“Getting into a top college is not a crap shoot or dumb luck. A lot of people do not like holistic admissions that give the underprivileged and the under represented a chance. Some people think the same old playbook of taking the SAT 6 times and being the president of 9 clubs and hiring tutors to insure you get good grades and sending you to pricey summer academic camps should work forever to get you into tippy top schools. AOs see through that. AOs want a diverse class of society. Being a leader and an innovator is what gets you into a top school not a rehash of a tired and worn out strategy that is no longer relevant in todays society.”
The top applicants to the selective schools do not take the SAT 6 times, they take it once or max twice since they get very good scores the first time. They know that being president of 9 clubs is not the way to get admitted to a top school, they focus on just a couple. Being president of the class has worked well for the top students at some of the local high schools in getting admission into Stanford. And these adcoms can’t recognize leaders and innovators from an undergrad application. I give credit to Harvard for Gates and Zuckerberg, but there’s no way an adcom at at any college could figure out that Steve Jobs would reinvent three industries, except for maybe Reed of course. I wonder if Steve Jobs got invited to any diversity days. lol.

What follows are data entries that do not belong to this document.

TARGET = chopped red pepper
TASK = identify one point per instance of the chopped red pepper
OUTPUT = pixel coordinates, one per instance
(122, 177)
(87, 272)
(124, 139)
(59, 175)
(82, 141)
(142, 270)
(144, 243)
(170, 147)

I’m pretty curious about this. My high stats white D, middle to upper middle class D probably gets through to the gates. I’m not sure where it goes from there. She probably looks like many other qualified kids (music and science oriented).One tiny little possible hook is that there is probably not s single person in the Ivies ever to have her obscure religious background on her fathers side. She mentions it briefly in her essays. I would not have thought about it much except that two of her interviewers were pretty astonished when asking about her family background. You never know.
A kid raised in an Amish family who is going to college- that would be interesting.
But the key is “raised in”. Not “my grandpa is a Mennonite but my dad left the community at age 19 and never looked back”. Not sure that the heritage piece is all that astonishing- but the life story of an upper middle class young woman who was raised in that milieu and is going to college would be interesting.